Among the 632 people tested for gonorrhea/chlamydia, 15 (including 14 MSM) were positive for gonorrhea and 16 (including 13 MSM) were positive for chlamydia. Among MSM, positive rectal tests did not correspond to positive urogenital tests: Of 9 MSM with positive rectal tests for gonorrhea, 6 had urogenital testing and only 1 was positive.
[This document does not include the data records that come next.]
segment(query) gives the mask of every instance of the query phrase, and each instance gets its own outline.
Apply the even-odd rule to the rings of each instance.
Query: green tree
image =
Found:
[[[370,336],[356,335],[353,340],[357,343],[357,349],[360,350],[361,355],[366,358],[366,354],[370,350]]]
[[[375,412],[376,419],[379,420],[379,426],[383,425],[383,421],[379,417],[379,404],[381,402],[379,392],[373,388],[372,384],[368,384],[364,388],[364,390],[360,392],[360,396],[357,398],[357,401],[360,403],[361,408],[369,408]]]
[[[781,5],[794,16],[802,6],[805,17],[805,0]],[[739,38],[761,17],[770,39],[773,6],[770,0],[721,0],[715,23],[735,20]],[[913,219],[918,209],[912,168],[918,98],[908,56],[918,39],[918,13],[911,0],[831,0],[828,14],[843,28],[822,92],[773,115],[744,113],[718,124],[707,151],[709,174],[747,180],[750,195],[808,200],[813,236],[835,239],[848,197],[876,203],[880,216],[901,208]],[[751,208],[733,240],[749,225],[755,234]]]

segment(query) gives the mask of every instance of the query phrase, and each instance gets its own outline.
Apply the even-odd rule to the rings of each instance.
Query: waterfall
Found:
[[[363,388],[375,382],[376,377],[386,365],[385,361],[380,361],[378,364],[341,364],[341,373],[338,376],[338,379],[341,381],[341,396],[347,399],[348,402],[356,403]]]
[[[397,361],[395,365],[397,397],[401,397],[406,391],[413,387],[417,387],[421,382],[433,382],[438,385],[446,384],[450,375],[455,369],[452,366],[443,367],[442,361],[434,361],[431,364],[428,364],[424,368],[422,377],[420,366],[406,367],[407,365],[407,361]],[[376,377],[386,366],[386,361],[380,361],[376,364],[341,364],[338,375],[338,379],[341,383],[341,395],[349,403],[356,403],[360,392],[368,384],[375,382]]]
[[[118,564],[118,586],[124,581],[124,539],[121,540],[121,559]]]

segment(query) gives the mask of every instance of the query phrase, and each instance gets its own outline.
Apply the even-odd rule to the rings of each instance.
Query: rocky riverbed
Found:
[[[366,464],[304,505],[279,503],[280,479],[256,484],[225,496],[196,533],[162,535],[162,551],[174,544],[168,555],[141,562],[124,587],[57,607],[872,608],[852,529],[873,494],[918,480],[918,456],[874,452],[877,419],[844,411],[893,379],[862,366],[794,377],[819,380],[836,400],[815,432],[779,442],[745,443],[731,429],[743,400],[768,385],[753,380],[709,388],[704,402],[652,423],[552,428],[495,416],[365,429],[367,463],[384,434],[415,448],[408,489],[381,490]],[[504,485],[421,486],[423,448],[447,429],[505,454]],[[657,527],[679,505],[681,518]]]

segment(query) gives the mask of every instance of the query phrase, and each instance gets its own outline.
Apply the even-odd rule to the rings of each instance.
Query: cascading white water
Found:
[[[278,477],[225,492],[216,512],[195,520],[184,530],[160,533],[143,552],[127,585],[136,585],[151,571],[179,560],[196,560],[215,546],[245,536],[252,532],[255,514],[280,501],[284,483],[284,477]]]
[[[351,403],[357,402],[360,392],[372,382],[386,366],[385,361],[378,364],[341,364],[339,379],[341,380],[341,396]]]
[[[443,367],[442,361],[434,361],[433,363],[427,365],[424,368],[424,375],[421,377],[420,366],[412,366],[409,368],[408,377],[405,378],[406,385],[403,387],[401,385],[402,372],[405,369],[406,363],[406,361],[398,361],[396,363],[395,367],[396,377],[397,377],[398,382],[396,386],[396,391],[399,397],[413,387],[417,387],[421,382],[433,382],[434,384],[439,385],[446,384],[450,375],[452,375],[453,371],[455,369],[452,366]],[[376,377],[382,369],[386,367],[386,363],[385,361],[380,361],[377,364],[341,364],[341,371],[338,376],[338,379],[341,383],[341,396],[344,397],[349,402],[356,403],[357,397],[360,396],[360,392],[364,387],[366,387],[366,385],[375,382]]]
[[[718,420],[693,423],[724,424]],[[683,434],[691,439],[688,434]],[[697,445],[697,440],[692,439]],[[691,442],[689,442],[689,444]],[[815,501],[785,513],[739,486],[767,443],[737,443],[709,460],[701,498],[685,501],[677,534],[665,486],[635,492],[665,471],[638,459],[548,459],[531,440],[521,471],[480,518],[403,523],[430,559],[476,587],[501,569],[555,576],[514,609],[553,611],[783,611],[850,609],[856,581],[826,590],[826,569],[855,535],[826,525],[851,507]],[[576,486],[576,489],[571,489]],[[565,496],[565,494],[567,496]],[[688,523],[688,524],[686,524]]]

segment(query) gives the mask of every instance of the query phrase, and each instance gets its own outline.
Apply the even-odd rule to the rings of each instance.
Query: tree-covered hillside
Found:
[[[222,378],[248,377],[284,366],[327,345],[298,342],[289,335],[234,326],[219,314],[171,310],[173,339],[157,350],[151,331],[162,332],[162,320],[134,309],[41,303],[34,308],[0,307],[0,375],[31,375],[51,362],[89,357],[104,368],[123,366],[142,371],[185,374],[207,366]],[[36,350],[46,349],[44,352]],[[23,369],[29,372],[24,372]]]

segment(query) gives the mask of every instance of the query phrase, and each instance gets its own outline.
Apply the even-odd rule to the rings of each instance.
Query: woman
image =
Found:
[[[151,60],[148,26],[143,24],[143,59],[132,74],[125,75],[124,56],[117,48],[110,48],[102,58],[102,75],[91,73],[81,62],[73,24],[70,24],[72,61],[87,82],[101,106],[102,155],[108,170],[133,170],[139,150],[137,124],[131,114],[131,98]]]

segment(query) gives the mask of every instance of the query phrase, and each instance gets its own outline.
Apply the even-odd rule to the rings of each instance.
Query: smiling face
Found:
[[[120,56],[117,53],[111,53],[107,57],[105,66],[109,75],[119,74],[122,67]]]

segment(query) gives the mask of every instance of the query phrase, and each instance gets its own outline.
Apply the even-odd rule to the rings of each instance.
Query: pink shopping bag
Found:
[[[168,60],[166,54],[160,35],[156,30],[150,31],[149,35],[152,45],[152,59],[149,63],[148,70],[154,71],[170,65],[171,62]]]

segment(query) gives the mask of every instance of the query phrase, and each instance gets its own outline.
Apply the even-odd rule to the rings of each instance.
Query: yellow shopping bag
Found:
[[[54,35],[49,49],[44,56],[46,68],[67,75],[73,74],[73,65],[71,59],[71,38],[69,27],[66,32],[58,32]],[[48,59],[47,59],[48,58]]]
Of 12 MSM with positive rectal tests for chlamydia, 9 had urogenital testing and only 2 were positive.
 
More than half of MSM, 58%, had a prior STI. Among men completing a survey on current sexual risk behavior, 500 of 890 (56%) reported at least one sexual risk behavior, 492 of 765 (64%) reported more than 1 sex partner, 209 of 374 (56%) reported sex without condoms, and 169 of 765 (22%) reported sex after using drugs or alcohol.
 
Among MSM, multivariate analysis identified three independent predictors of increased gonorrhea/chlamydia testing and three independent predictors of decreased testing, at the following adjusted prevalence ratios (aPR) (and 95% confidence intervals):
 
Raised chances of gonorrhea/chlamydia testing:
African American: aPR 1.26 (1.06 to 1.51), P < 0.01
No insurance vs private insurance: aPR 1.25 (1.02 to 1.54), P < 0.04
One or more sexual risk behaviors: aPR 1.24 (1.03 to 1.50), P < 0.04
 
Lowered chances of gonorrhea/chlamydia testing:
Every 5 years of age: aPR 0.93 (0.89 to 0.98), P < 0.005
Viral load below 200 copies: aPR 0.74 (0.61 to 0.89), P < 0.005
Prior STI: aPR 0.79 (0.67 to 0.95), P < 0.01
 
The researchers concluded that "MSM are underscreened for gonorrhea/chlamydia, especially at extragenital sites." They stressed that most positive tests came from rectal testing of MSM, and urogenital tests were usually negative in men with positive rectal results.
 
The association between a prior STI and lower chances of gonorrhea/chlamydia screening suggested to the investigators that "HIV providers are likely suboptimal at assessing risk." They also surmised that HIV providers have biases about which patients run a higher STI risk because testing rates were higher for MSM who were African American, younger, or without insurance after statistical adjustment for sexual risk behavior and prior STI.
 
Reference
 
1. Tong CM, Heudebert JP, Tamhane A, et al. Gonorrhea and chlamydia testing in routine clinical care of HIV-infected men who have sex with men. IDWeek 2014. October 8-12, 2014, Philadelphia. Abstract 1584.